420 with CNW – Veterans and Scientists Sue DEA for Blocking Marijuana Rescheduling

June 2, 2020 04:20:48

According to a new lawsuit against the Drug Enforcement Administration [DEA], the agency is relying on scheduling standards that are arbitrary and misinterpret federal law to classify marijuana. The latest of many marijuana related lawsuits against the DEA, it has called into question the agency’s denial of prior cannabis rescheduling requests. The suit was filed in the U.S. Ninth Circuit Court of Appeals by the Scottsdale Research Institute [SRI].

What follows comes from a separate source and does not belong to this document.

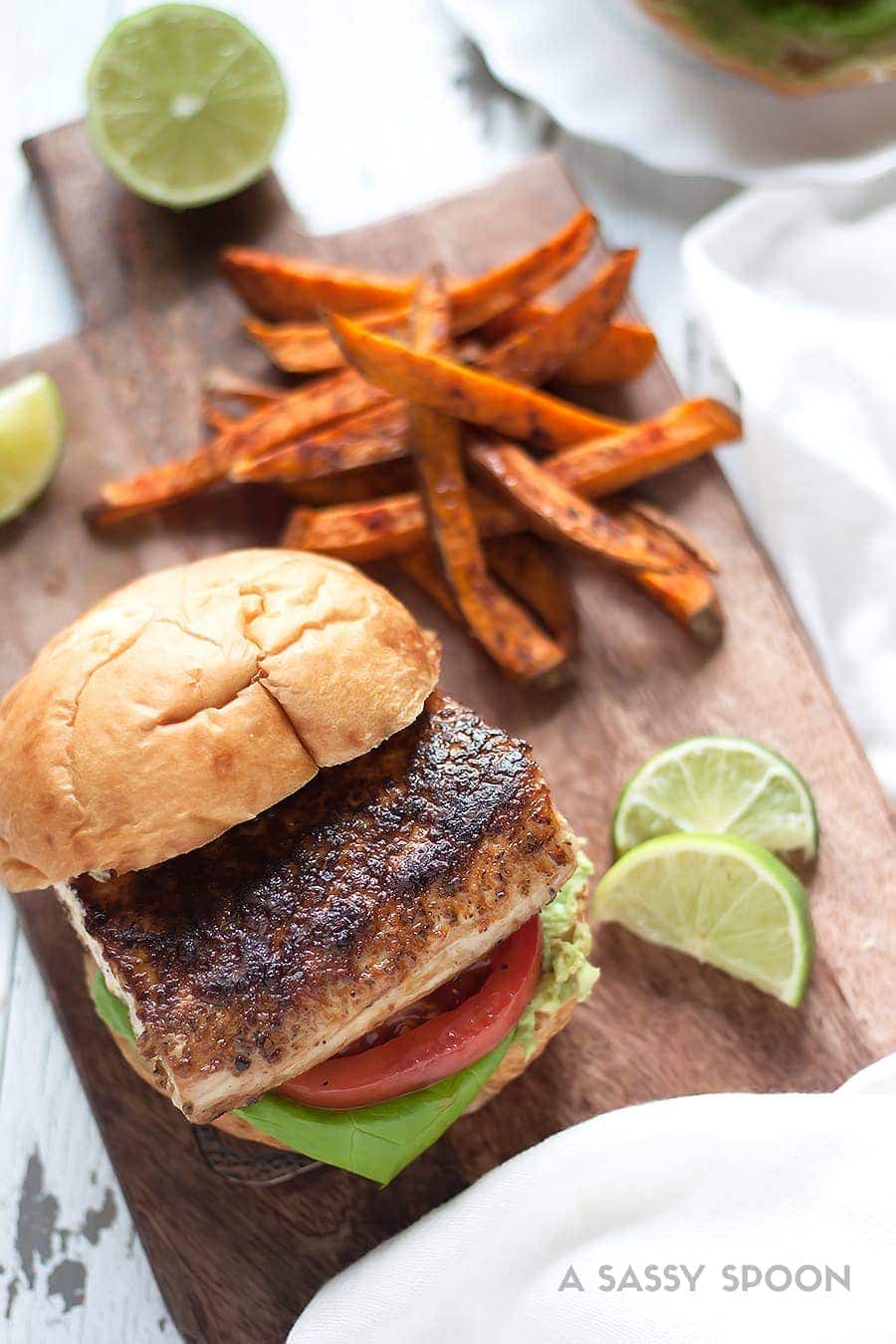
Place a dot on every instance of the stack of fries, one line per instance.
(407, 440)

The institute requested a review of the DEA’s scheduling determinations in 2020, 2016 and 1992 when the agency denied the petitions citing statutory obligations to maintain the status of cannabis as a Schedule 1 drug under the Controlled Substances Act. The petitioners also requested a review of the agency’s claims that marijuana must be strictly scheduled because according to the government, it currently has no acceptable medical value and has not been proven safe. Additionally, they argue that another statutory policy which the DEA says necessitates marijuana being strictly controlled is unconstitutional.

“The reason we’re filing this is because, ultimately, research has been impeded. We\re trying to get the administration to remove the roadblocks,” says Matt Zorn, an attorney representing the Scottsdale Research Institute.

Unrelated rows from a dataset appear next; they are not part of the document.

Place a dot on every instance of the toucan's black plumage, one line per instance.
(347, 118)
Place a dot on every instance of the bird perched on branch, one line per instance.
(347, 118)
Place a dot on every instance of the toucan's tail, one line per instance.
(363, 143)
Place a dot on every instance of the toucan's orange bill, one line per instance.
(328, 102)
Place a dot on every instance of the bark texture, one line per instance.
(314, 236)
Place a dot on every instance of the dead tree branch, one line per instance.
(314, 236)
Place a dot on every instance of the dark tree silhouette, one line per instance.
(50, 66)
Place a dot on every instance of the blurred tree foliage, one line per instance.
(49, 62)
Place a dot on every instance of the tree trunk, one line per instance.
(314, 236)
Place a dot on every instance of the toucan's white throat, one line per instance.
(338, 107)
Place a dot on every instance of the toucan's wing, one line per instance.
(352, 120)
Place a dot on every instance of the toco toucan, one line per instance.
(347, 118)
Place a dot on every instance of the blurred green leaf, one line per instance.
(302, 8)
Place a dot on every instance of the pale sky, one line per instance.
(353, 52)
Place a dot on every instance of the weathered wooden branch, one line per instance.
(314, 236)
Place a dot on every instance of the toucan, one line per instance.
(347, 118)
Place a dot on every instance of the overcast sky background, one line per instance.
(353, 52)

The DEA states that there are five criteria a substance must meet in terms of therapeutic value, including the responsibility of the drug, the existence of controlled studies establishing safety and efficacy and whether the drug is not accepted by qualified experts. According to the attorneys representing SRI, the test has “no basis in the statute, is contrary to the statutory text, structure, history, and purpose, and departs from the original understanding of the statute and rests on flawed and outdated case law.”

They argue that the drug agency’s determination that there is a “lack of accepted safety for use of marijuana under medical supervision” is wrong because it “misconstrues the statute and is arbitrary, capricious, and contrary to law because the agency has improperly imported a clinical efficacy requirement.” On numerous occasions, the agency has asserted that marijuana can only be placed in either Schedule I or II, but the attorneys say the statute used to justify this assertion is “an unconstitutional delegation of legislative authority that violates separation of powers principles by granting the attorney general authority to schedule drugs on his or her discretion based on an interpretation of international treaty obligations.”

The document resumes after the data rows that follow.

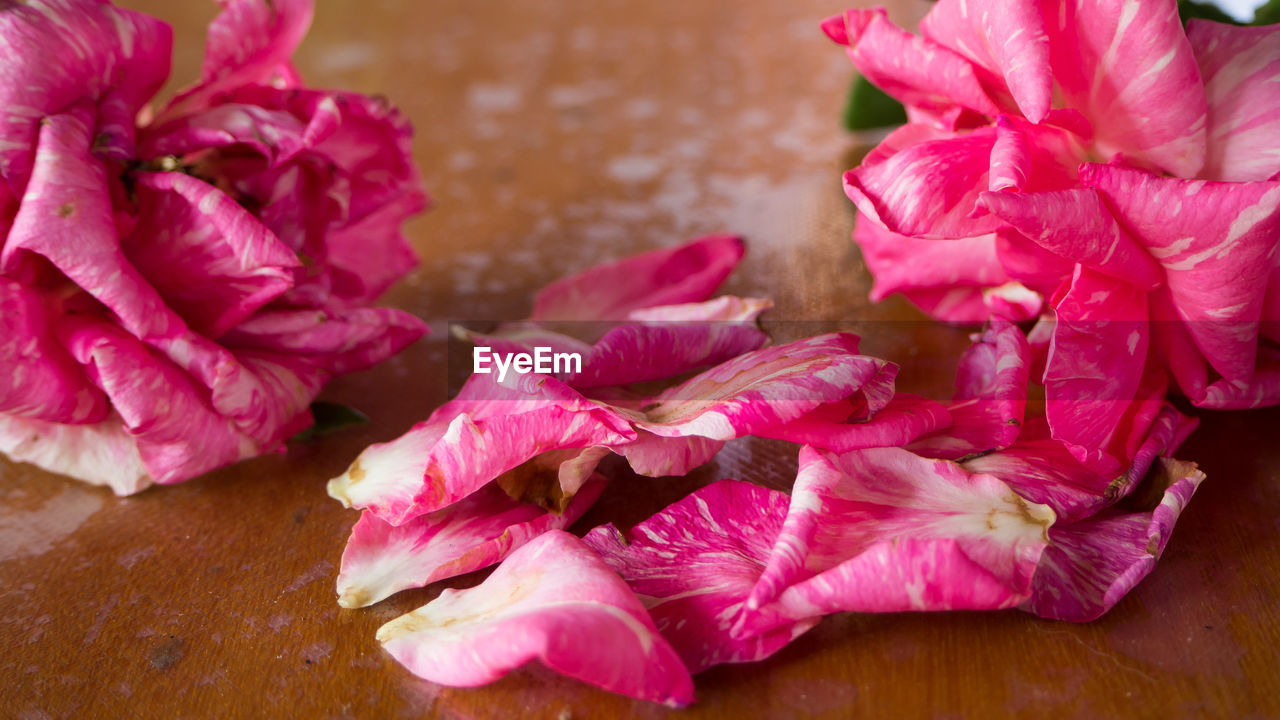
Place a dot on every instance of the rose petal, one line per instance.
(688, 273)
(250, 42)
(764, 388)
(694, 564)
(488, 431)
(913, 69)
(1074, 223)
(990, 401)
(1217, 245)
(1095, 361)
(210, 259)
(955, 172)
(1006, 39)
(883, 531)
(1129, 69)
(905, 418)
(1240, 67)
(103, 454)
(476, 532)
(1089, 565)
(41, 379)
(552, 600)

“The statute outsources regulatory power to create domestic and international organizations and subordinates domestic law to treaty obligations, conventions and protocols. Then, it entrusts the Attorney General, a member of the executive branch, to execute non-self-executing international treaty obligations, providing him no intelligible principle, instructions, standards, or criteria whatsoever against which to measure what ‘he deems most appropriate.’ This is unconstitutional.”

It is believed that the entire cannabis industry, including companies like Champignon Brands Inc. (CSE: SHRM) (OTCQB: SHRMF) (FWB: 496), will follow this case keenly since it has the potential to change the way marijuana is regulated in the U.S.